T-Minus: Space-Cyber Briefing | Hosted by Maria Varmazes, N2K Networks Episode Date: April 19, 2026
This episode explores the partnership between Polestar Global and Amazon Web Services (AWS) to transform maritime intelligence operations. The hosts and guests unpack how Polestar modernized its legacy systems, scaled global operations, and accelerated innovation and delivery using cloud technologies. The conversation covers the journey from startup challenges to supporting high-stakes government and commercial maritime missions, focusing on security, compliance, modernization, and the importance of resilient cyber-physical infrastructure at sea.
“If you inadvertently fund that trade, you as the bank... are liable to really substantial fines. So that’s a rather serious solution that we provide.”
— Tim Dermesh (C) [06:08]
“We had to buy a bigger server, we had to go into a data center, we had to buy bigger servers. We're spending so much money... The scaling problem was the issue."
— Tim Dermesh (C) [08:05]
“AWS can just accelerate the delivery of these security and compliance frameworks... it just makes this really easy.”
— Rebecca Meads (B) [13:20]
“We can essentially build in one place with one set of patterns and then apply that pattern to many different customer missions...”
— Chris Dowin (D) [09:03]
“Sovereignty means something different to everyone...you can set up the controls that the customer is in complete control of that...”
— Rebecca Meads (B) [22:37]
“We used to do it every month, initially once every six months...now we’re on a two weekly cadence, but we’re heading towards daily—and that’s really where we're going.”
— Tim Dermesh (C) [24:15]
“Within two days of the event, we had them a command and control system that the commander on the ground was able to get situational awareness...”
— Chris Dowin (D) [28:48]
"As soon as you align on those outcomes...the boundaries between who works for what organization just sort of melt away..."

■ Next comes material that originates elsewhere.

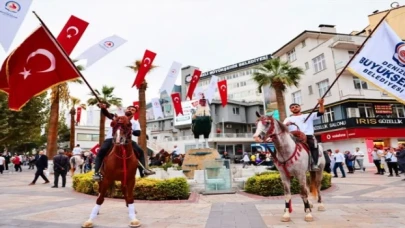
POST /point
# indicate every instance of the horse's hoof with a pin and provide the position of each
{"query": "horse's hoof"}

— Rebecca Meads (B) [29:02]
On Innovation:
"AWS...decided to make a hardware problem a software problem, which is an absolute innovation.”
— Chris Dowin (D) [25:29]
On Patterns and Fun:
“If there's like one takeaway, it's find those patterns and really get those institutionalized...and then you can start having fun. And that's the most important part."
— Chris Dowin (D) [30:08]
On Chaos Engineering:
“Once it's all migrated...the next step for me is...a truly chaos engineered solution. That to me is the dream."